Modern Family: Kids' Sexuality—What's Normal?

Maybe every generation of parents feels this way, but it seems as though all the rules about childhood have changed since I was a kid. The latest example involves that once cherished tradition, playing doctor. You know, "I'll show you mine if you show me yours"? I grew up in the 1960s, believing that playing doctor was practically an entitlement of childhood. I don't remember anybody's getting upset about it. Adults seemed to think it was to be expected. Kids thought it was fascinating.

They still do. But pity the poor 5-year-old who drops his drawers on a playdate today. What we used to think of as harmless exploration now seems like nasty business. I know that awareness of child sex abuse has soared, and parents have been traumatized by revelations like the fact that a single Roman Catholic priest in Boston had abused 150 children. I understand the general anxiety about kids and sex; it creeps me out to think that my perfect, innocent 7-year-old daughter is actually a sexual being. I'm ambivalent about the idea that she's growing up, and I know she'll have to deal with boys all too soon. "We're much more likely to talk about our husbands' sexual inadequacies than our kids' sexual development," says one New York mom.

But several parents—especially parents of boys—have told me recently that they worry that healthy sexual development in their kids will be viewed by other parents as emotional problems or evidence of abuse at home. After her 5-year-old son told a playmate he would give her a lollipop if the little girl pulled down her pants, one mother from Illinois says she wasn't too concerned. The little girl's mother was, however. She said the boy's behavior "wasn't normal." When her son asked his younger sister if he could see her private parts, the mother took him to a therapist. The therapist told her the behavior was perfectly normal, and the boy soon stopped doing it. "But you have to be really careful," she says. "You don't want other parents freaking out."

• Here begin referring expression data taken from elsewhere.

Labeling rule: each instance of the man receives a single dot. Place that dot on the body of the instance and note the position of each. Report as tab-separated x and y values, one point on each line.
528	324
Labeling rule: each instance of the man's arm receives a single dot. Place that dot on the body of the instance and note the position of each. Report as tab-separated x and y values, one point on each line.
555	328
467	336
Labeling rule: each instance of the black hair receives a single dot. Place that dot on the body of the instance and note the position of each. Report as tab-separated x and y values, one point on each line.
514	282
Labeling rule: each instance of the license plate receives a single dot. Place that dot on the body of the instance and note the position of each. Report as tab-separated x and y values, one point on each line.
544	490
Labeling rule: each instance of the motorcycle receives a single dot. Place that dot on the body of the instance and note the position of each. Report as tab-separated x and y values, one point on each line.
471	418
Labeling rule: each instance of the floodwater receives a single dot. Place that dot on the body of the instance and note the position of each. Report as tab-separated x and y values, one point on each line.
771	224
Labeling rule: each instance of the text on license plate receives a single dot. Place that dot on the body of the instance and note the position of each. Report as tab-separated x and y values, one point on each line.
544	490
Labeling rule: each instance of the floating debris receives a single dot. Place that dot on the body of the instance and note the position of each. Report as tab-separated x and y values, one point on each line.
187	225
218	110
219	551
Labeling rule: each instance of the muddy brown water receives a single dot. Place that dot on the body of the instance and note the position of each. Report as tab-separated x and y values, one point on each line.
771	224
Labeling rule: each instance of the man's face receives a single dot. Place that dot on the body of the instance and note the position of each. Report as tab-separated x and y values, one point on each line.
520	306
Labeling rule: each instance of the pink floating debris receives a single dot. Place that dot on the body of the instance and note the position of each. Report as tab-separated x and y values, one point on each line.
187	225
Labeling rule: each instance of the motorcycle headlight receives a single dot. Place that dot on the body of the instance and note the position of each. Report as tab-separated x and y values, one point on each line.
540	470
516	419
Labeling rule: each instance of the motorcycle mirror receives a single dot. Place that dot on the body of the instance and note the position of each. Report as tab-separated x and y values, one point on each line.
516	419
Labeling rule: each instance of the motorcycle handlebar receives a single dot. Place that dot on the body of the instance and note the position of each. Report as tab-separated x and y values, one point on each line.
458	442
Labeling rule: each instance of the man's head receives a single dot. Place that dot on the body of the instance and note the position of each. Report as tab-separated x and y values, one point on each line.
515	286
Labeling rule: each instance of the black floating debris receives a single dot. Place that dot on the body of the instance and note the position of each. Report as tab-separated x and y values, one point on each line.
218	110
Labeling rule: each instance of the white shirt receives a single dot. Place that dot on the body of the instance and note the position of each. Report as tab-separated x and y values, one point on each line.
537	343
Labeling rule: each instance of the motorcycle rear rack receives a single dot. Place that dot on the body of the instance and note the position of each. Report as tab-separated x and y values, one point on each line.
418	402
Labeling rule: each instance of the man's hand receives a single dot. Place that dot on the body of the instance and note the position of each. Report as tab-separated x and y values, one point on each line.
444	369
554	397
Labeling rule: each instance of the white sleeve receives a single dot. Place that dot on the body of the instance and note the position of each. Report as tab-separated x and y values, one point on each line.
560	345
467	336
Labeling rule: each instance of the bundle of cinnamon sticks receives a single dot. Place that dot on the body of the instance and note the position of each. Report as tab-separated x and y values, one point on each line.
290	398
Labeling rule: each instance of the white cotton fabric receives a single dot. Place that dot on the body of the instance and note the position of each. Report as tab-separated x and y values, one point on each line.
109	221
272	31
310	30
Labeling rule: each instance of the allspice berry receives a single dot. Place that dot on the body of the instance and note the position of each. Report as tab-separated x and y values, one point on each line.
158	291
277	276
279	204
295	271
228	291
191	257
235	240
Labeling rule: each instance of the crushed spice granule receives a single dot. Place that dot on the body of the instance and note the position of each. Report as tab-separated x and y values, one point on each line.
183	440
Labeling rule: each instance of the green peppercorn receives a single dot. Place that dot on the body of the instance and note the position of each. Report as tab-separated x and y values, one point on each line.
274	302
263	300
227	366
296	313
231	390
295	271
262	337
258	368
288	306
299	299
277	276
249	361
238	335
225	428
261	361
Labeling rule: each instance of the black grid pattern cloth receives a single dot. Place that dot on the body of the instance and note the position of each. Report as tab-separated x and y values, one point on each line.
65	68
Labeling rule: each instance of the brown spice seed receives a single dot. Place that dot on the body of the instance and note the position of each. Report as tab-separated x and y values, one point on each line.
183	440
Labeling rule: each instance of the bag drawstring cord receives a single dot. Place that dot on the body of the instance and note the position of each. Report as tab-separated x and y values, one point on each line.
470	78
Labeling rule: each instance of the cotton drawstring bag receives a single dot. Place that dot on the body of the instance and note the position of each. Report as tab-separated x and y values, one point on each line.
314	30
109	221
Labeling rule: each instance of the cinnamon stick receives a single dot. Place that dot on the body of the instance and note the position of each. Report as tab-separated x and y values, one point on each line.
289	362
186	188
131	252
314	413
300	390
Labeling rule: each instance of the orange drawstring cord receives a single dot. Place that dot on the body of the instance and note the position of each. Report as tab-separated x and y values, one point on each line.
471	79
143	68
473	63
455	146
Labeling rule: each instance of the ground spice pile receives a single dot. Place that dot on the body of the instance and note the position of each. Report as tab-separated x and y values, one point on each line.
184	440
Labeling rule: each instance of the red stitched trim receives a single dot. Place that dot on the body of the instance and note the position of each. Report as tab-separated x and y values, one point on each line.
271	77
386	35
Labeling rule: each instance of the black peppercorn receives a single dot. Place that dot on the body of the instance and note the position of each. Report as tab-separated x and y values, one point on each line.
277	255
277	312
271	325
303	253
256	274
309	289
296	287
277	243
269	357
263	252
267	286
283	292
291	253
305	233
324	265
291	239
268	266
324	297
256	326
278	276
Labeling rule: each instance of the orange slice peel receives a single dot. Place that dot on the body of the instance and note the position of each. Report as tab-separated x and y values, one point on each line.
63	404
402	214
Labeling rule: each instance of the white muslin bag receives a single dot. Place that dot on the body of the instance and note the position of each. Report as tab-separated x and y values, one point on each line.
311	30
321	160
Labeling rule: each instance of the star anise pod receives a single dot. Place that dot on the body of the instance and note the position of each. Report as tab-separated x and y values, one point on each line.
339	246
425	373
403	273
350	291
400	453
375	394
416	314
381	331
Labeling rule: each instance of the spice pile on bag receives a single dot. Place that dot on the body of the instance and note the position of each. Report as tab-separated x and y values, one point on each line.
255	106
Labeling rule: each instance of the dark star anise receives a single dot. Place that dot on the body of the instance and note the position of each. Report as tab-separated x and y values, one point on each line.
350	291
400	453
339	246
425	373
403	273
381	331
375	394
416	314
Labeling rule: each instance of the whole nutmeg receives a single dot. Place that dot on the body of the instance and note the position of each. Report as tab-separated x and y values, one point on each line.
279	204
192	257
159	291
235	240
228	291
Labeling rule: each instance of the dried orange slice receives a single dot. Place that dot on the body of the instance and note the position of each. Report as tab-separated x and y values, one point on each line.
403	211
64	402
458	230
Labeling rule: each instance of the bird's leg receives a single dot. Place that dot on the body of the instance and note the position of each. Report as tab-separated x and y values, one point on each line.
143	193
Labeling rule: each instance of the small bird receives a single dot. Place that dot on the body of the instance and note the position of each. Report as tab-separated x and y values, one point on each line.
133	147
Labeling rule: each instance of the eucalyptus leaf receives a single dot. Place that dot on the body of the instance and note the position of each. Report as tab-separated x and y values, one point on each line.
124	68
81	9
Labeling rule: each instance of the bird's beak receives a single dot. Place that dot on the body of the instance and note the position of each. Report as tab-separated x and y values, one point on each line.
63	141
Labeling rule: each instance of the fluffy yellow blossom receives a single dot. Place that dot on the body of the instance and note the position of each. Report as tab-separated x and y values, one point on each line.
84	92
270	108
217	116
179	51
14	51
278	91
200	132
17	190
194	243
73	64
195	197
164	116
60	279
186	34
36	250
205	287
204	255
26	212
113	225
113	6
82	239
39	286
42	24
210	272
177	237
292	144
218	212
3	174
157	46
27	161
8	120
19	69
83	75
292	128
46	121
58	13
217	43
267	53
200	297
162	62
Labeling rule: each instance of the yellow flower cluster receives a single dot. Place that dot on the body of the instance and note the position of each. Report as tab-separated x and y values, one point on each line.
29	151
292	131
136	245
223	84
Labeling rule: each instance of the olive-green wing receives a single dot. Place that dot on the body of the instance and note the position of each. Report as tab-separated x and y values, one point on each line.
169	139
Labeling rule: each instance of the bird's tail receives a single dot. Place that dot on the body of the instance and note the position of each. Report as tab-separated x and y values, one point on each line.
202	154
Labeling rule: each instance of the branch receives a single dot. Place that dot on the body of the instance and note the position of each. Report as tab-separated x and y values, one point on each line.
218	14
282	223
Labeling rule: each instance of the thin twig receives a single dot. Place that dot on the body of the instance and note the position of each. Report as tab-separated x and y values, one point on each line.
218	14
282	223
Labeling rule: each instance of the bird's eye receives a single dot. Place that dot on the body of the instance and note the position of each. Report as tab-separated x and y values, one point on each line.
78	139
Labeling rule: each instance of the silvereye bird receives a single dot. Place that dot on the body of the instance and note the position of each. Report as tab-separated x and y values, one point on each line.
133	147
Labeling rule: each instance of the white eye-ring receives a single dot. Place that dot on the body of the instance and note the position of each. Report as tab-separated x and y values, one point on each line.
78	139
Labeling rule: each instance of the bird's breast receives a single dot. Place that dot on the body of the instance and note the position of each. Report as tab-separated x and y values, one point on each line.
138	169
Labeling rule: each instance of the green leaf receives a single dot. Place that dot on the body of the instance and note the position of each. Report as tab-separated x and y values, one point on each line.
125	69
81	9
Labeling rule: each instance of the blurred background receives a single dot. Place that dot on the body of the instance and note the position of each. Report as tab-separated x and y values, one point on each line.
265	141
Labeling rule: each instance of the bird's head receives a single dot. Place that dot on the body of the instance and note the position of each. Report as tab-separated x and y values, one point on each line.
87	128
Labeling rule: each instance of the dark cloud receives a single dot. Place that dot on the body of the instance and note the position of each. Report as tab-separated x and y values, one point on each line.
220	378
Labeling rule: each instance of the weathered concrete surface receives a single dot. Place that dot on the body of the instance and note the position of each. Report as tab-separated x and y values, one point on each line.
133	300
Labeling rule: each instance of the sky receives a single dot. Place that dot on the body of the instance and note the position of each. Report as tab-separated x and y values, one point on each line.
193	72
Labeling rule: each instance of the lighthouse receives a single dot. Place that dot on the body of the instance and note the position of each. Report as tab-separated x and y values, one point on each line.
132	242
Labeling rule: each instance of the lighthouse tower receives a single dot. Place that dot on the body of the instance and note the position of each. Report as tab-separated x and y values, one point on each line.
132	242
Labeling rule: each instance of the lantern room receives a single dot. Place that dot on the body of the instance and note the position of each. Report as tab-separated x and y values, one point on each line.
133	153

It isn't just parents freaking out. After he smacked a female classmate on the bottom, a 6-year-old boy from northern Virginia was not only sent to the principal's office, but school officials called the police, according to a recent article in The Washington Post. The story noted that a few years earlier, a teacher's aide in Texas accused a 4-year-old of sexual harassment for pressing his face into her breasts when he hugged her. A similarly crazy example seems to pop up in the news every few months.

We need to relax a little. Children are little explorers; it's their job to figure out how the world works and how they're different from their siblings and friends. As most parents can attest, babies begin to touch themselves as soon as their diapers come off. Many toddlers are dedicated nudists. Overt sexual behavior like undressing in public or sneaking a peek at little Max's or little Hannah's private parts is also common for kids between the ages of 3 and 6. Kids who are aggressive and can't be easily redirected, or who act out mature sexual scenarios, may have deeper problems. But for most children, playing doctor is a stage of development, and they grow out of it by the time they get to elementary school.

Weather permitting, Corey Zenz, 4, loves to wriggle out of his little Cleveland Browns T shirt, shorts, socks and undies, and tear around outside naked. "It was kind of cute at age 3," says his mom, Lindsay, 29. "But if he does it this summer, it's not going to be that cute." She's concerned "people might think he's headed down the nasty path of being a flasher." Stopping him, however, isn't easy. "Boys Corey's age are slippery and amazingly fast," she says. "He's dressed, then he's not and I'm yelling, 'Corey, get over here and get your clothes on'." Oh, come on, it's still cute.